Tom Watson gets the prize for finding the tackiest commercial exploitation of a national tragedy.

Meanwhile, our Diana-like self-rending and its attendant mass hysteria continues, though blessedly muted (no special sections in today's papers). That the memories live on, that one living American will ever forget, that no living New Yorker will ever forgive are a stipulation to human nature. We don't need to be reminded of it by Presidential campaigns and talk show hosts. Indeed, dredging up that mass wave of grief on the same date each year does the event itself - and its very human survivors - a disservice. It's offensive to tell New Yorkers to remember, as if these grief-sellers and fear-mongers and campaign managers think that any one of us doesn't know what the number 343 stands for.

Yes, this goofy coupon for cheap fries "in honor of our fallen heroes" is a sad commentary. So too is the request for more soldiers in the wrong country - or for primary votes - written on Twin Towers requisition forms.

Professor Bainbridge points to George Will who concludes...

A democracy, wrote the diplomat and scholar George Kennan, "fights for the very reason that it was forced to go to war. It fights to punish the power that was rash enough and hostile enough to provoke it -- to teach that power a lesson it will not forget, to prevent the thing from happening again. Such a war must be carried to the bitter end." Which is why "unconditional surrender" was a natural U.S. goal in World War II, and why Americans were so uncomfortable with three "wars of choice" since then -- in Korea, Vietnam and Iraq.

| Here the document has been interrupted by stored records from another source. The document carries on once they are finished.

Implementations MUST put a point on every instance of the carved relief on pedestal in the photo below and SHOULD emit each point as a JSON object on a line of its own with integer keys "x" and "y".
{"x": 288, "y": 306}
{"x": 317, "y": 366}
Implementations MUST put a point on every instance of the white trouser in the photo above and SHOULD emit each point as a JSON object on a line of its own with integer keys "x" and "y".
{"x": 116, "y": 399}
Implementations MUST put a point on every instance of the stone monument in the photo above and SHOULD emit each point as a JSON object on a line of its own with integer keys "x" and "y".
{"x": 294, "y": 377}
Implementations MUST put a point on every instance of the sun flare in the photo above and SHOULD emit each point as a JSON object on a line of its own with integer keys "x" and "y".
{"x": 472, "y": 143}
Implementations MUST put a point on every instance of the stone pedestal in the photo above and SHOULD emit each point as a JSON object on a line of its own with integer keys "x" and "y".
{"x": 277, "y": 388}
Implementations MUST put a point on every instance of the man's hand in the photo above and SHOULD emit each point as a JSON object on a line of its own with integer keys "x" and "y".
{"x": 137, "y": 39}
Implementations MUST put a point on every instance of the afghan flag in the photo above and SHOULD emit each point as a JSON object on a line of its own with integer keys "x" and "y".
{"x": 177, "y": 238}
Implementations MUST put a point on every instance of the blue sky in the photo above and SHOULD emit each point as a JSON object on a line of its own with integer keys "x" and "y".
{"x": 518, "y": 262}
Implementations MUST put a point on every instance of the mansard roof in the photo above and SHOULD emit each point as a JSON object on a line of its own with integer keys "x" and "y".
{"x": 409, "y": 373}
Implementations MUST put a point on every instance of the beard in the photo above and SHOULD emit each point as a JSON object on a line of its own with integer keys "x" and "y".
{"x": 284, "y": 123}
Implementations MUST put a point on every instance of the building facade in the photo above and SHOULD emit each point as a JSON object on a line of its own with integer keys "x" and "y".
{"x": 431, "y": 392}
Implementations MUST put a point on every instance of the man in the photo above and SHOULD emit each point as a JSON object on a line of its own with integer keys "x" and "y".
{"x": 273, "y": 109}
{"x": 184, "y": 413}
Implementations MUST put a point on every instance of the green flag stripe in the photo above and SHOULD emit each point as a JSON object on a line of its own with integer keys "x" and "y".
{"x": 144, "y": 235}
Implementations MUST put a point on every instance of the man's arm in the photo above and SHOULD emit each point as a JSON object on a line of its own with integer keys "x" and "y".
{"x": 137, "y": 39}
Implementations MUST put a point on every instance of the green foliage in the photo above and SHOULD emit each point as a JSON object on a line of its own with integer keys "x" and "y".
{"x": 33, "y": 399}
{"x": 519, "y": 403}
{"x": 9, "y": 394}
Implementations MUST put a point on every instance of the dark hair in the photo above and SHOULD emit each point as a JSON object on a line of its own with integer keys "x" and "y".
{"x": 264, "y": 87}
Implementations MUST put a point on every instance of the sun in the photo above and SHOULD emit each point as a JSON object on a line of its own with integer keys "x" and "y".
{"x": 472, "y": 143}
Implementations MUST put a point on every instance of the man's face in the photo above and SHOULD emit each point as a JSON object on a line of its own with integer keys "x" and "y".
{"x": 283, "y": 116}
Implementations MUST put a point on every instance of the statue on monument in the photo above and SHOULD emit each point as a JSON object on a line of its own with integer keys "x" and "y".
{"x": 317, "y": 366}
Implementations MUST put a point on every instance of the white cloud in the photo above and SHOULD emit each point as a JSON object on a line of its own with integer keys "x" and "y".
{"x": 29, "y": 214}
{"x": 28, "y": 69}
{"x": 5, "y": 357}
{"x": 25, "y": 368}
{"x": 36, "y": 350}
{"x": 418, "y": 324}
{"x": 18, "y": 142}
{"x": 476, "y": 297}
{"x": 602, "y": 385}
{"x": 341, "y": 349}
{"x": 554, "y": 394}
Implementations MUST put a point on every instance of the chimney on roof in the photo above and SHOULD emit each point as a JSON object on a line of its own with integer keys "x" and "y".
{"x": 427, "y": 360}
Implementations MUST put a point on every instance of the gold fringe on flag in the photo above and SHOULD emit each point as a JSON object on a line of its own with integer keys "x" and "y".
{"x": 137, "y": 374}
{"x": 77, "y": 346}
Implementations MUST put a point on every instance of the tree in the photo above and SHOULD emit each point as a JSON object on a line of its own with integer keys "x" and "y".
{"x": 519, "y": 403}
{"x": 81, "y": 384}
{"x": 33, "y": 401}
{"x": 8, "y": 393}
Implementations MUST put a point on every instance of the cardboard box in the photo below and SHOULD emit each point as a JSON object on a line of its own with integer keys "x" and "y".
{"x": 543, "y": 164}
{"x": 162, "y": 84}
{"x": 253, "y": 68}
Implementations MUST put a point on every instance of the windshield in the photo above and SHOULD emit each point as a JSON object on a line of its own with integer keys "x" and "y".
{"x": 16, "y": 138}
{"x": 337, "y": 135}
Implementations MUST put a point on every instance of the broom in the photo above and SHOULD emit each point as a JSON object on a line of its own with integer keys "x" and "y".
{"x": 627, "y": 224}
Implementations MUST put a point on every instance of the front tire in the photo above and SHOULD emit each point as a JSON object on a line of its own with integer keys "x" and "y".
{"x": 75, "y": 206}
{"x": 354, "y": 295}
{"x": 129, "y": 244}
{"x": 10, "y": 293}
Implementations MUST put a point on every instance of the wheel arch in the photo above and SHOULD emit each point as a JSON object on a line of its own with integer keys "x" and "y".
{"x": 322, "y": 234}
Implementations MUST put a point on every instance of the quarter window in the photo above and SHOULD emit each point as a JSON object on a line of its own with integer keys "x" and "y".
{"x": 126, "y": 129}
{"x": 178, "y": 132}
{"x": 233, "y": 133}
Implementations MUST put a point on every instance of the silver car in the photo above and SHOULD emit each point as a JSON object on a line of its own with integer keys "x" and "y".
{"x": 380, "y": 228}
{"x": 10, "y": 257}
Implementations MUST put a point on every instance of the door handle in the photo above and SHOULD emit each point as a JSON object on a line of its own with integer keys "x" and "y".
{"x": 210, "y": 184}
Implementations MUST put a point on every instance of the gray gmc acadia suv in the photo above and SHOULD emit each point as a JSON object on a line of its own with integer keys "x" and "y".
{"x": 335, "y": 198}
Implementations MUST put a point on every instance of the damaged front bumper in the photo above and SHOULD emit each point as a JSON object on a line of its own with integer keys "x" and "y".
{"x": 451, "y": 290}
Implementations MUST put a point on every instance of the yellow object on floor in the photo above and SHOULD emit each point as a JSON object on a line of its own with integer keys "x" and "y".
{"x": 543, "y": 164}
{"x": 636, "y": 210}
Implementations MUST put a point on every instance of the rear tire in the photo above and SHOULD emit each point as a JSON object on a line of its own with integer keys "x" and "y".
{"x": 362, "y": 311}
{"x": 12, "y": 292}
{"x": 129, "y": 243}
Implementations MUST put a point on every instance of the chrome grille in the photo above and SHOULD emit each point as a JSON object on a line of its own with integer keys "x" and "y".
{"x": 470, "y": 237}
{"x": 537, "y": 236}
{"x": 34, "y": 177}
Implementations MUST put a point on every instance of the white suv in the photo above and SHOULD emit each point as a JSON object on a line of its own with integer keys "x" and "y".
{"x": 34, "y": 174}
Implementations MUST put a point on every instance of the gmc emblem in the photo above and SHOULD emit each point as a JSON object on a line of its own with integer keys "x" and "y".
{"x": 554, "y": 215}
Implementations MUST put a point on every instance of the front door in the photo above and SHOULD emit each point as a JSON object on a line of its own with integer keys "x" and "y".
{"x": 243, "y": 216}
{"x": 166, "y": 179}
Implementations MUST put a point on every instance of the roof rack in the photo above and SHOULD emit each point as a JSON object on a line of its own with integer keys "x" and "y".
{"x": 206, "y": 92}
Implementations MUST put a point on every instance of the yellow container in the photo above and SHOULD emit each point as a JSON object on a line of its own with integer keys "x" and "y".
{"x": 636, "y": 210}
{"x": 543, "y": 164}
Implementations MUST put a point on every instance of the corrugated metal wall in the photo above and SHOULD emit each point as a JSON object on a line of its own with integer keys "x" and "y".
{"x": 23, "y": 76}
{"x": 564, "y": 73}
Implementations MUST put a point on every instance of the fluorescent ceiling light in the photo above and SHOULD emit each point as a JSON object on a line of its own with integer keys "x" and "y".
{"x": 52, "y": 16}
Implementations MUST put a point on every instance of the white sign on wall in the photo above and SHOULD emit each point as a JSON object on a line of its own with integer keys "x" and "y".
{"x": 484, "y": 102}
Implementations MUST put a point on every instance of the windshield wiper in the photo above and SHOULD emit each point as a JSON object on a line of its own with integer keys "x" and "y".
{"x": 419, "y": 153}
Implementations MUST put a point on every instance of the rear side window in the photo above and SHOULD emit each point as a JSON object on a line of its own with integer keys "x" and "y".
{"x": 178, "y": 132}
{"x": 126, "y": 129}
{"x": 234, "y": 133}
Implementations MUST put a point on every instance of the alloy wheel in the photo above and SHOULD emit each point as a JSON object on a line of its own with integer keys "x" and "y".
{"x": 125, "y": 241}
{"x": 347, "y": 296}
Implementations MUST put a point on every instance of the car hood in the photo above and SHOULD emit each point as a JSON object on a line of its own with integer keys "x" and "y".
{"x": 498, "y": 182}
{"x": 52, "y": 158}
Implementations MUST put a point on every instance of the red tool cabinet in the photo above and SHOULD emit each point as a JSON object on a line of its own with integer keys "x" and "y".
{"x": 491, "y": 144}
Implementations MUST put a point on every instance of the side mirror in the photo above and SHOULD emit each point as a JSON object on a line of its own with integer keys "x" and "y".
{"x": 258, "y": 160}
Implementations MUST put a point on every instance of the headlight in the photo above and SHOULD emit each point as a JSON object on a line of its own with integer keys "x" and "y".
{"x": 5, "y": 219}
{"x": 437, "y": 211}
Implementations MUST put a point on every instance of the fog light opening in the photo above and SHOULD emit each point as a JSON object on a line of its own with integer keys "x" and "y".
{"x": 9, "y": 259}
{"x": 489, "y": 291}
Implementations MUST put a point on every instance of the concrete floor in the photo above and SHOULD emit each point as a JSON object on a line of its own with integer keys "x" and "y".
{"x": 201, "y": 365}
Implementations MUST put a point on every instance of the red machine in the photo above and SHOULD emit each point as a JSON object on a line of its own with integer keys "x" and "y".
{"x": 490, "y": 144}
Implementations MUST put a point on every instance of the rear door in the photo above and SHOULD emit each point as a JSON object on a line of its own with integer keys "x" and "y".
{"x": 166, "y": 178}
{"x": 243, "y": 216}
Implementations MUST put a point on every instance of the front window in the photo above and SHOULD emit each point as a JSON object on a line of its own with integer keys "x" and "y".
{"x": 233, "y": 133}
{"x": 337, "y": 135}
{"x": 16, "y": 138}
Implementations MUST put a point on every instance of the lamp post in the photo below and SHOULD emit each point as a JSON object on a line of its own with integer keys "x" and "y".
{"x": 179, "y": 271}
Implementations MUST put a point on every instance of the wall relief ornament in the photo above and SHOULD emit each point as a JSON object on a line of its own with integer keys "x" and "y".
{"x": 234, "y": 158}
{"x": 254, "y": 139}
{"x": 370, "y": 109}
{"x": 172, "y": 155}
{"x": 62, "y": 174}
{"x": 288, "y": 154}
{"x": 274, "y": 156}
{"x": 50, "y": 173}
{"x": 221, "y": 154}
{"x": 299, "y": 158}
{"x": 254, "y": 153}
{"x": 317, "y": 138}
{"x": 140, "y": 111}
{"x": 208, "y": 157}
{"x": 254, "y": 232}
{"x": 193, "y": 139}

What "forced" America to go to war in 2003 -- the "gathering danger" of weapons of mass destruction -- was fictitious. That is one reason why this war will not be fought, at least not by Americans, to the bitter end. The end of the war will, however, be bitter for Americans, partly because the president's decision to visit Iraq without visiting its capital confirmed the flimsiness of the fallback rationale for the war -- the creation of a unified, pluralist Iraq.

After more than four years of war, two questions persist: Is there an Iraq? Are there Iraqis?

Good questions. I'm beginning to wonder about them myself and it's not even four years into the future.